In Italia, purtroppo, non esiste formalmente una standardizzazione delle procedure e le modalità operative vengono demandate alla naturale professionalità degli operatori e della magistratura delegante, tentando affannosamente di non allontanarsi dalla sottilissima linea immaginaria, costituita dai quei principi generali del codice di procedura penale.

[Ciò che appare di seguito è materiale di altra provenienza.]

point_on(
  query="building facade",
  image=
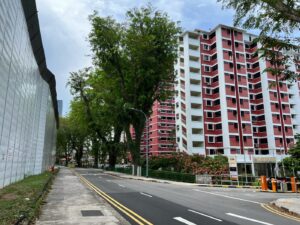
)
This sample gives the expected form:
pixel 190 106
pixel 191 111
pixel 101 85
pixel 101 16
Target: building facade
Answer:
pixel 159 133
pixel 28 105
pixel 226 104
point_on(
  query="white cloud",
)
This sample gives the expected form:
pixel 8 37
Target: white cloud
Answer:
pixel 64 26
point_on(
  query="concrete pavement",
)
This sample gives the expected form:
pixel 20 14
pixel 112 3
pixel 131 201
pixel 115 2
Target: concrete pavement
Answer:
pixel 71 202
pixel 291 205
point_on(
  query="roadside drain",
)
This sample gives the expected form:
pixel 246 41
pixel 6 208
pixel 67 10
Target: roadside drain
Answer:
pixel 91 213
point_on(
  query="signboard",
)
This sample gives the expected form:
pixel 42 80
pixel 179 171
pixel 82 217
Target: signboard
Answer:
pixel 264 159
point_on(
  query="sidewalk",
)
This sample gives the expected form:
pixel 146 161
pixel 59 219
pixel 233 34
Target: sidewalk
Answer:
pixel 69 202
pixel 290 205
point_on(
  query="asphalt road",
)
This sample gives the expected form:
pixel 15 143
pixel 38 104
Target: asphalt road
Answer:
pixel 181 204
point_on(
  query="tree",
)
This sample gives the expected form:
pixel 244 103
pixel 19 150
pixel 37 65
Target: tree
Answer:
pixel 277 21
pixel 137 57
pixel 79 129
pixel 64 141
pixel 80 87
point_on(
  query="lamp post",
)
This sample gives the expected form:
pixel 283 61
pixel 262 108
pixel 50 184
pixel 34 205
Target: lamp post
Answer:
pixel 147 147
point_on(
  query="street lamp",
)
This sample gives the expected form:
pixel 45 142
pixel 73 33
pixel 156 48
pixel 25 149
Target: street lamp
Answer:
pixel 147 131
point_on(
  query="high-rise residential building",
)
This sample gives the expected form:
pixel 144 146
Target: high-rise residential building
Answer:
pixel 160 127
pixel 28 105
pixel 226 103
pixel 60 107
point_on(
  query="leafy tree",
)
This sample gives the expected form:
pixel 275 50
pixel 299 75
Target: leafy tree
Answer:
pixel 64 143
pixel 92 111
pixel 79 129
pixel 277 20
pixel 137 57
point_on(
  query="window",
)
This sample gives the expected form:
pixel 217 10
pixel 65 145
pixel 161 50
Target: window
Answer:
pixel 207 80
pixel 206 68
pixel 219 126
pixel 206 57
pixel 208 91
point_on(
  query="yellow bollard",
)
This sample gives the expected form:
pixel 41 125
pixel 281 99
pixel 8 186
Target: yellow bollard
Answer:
pixel 274 185
pixel 293 184
pixel 263 182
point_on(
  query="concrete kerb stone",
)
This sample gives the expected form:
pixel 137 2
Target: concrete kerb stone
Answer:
pixel 287 205
pixel 174 182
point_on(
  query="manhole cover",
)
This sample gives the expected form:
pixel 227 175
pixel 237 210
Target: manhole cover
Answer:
pixel 91 213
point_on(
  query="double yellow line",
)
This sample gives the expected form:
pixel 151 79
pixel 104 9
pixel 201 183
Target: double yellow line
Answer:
pixel 135 217
pixel 269 208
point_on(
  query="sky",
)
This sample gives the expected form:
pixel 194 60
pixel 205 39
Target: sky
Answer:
pixel 65 27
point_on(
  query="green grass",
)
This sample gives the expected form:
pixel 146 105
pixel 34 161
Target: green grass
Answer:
pixel 23 198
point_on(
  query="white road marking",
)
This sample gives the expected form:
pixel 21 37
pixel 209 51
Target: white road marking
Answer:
pixel 193 211
pixel 250 219
pixel 226 196
pixel 142 193
pixel 180 219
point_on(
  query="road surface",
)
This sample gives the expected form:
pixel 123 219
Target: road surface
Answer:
pixel 165 204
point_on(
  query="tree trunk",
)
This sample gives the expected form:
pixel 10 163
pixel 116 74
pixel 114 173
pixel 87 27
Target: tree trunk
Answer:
pixel 79 153
pixel 95 148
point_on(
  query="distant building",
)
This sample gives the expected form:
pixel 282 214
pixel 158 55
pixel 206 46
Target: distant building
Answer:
pixel 60 107
pixel 225 103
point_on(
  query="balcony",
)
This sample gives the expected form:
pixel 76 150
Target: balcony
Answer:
pixel 194 64
pixel 194 53
pixel 193 41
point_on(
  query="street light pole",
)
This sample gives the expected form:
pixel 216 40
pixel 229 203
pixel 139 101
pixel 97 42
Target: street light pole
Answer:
pixel 147 139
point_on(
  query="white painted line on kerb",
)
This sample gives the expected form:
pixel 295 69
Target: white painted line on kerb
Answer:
pixel 180 219
pixel 250 219
pixel 226 196
pixel 193 211
pixel 142 193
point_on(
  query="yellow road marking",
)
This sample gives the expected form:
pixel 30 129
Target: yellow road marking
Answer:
pixel 115 203
pixel 270 209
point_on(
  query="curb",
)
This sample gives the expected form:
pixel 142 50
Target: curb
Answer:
pixel 176 182
pixel 282 211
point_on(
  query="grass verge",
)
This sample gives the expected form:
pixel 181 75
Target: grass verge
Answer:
pixel 20 202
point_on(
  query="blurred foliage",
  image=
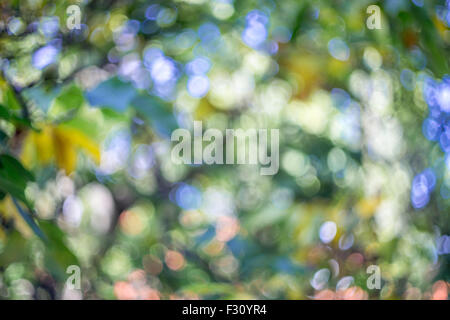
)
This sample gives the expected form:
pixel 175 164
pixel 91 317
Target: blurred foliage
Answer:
pixel 86 177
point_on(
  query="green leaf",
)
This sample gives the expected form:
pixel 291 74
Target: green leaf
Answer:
pixel 57 250
pixel 4 113
pixel 29 220
pixel 14 177
pixel 112 93
pixel 157 112
pixel 70 99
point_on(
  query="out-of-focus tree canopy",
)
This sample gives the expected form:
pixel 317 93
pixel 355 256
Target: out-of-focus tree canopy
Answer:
pixel 86 176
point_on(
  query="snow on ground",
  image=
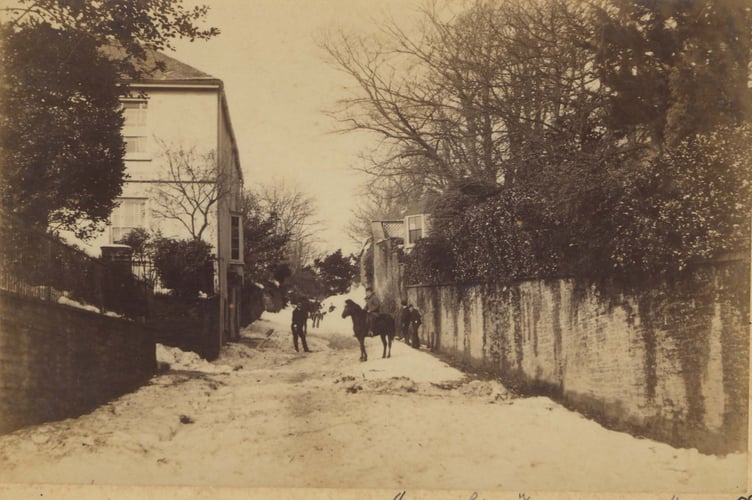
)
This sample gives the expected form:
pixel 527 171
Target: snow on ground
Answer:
pixel 264 415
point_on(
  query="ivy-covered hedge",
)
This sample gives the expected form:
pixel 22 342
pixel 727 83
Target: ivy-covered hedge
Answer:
pixel 628 221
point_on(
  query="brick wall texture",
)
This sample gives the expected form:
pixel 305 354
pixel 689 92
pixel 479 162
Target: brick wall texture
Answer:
pixel 669 363
pixel 58 362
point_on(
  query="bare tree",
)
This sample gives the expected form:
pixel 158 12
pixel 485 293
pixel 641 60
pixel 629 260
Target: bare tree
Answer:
pixel 296 213
pixel 502 87
pixel 190 188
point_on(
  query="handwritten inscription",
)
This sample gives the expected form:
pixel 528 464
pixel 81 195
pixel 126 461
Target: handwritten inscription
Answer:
pixel 401 496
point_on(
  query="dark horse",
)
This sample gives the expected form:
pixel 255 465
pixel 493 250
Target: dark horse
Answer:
pixel 382 326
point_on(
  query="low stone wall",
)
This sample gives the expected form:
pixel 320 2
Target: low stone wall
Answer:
pixel 670 363
pixel 57 361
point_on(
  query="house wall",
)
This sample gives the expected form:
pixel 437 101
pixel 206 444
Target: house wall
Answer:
pixel 178 117
pixel 57 361
pixel 230 272
pixel 388 276
pixel 669 363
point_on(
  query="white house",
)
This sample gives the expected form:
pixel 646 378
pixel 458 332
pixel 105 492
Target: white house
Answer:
pixel 176 117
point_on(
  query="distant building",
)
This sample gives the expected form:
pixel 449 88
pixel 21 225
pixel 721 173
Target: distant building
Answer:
pixel 390 240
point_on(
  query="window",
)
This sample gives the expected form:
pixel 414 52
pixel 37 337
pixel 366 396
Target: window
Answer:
pixel 415 229
pixel 128 215
pixel 235 237
pixel 135 132
pixel 134 144
pixel 134 113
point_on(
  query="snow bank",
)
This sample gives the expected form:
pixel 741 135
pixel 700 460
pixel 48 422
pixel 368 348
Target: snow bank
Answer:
pixel 74 303
pixel 178 359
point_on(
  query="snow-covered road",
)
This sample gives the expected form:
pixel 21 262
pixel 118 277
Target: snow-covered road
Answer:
pixel 266 416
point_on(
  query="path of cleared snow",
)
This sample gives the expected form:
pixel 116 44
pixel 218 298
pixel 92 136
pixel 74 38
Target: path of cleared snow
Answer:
pixel 264 416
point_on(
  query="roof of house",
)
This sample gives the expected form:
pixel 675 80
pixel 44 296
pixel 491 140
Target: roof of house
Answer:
pixel 159 67
pixel 173 70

L'esperienza processuale ha però talvolta insegnato che è facile trasformare quella padronanza del thema probandum in un boomerang, vanificando in dibattimento tutta l'onerosa attività di indagine della fase preliminare. Ma cosa sono realmente le tracce elettroniche, e particolarmente quelle informatiche? Non esiste una definizione codificata. In generale, quando si parla di "digital evidence" si vuole richiamare l'attenzione sulle informazioni ed i dati conservati o trasmessi dalle apparecchiature cosiddette digitali. Queste tracce, come già accennato, sono caratterizzate da una foggia di immaterialità e per questa loro natura, per così dire aleatoria, possono essere considerate sussumibili alle impronte digitali oppure alle analisi del DNA. Ed è proprio a causa della loro fragilità che tali tracce possono essere facilmente alterate, danneggiate o distrutte, anche per colpa degli stessi investigatori o esaminatori non idoneamente preparati, con la conseguenza di fornire il fianco alla difesa dell'indagato, la quale potrà agevolmente infondere il dubbio alla magistratura giudicante sulla genuinità dell'iter di formazione della prova.

L'irreversibile passaggio dalla carta ai bits con la conseguente necessità di dimostrare in sede dibattimentale l'efficacia probatoria delle tracce informatiche e dei significati ad esse ascritti, pone alcuni interessanti interrogativi. Come possiamo garantire l'integrità di queste "digital evidence"?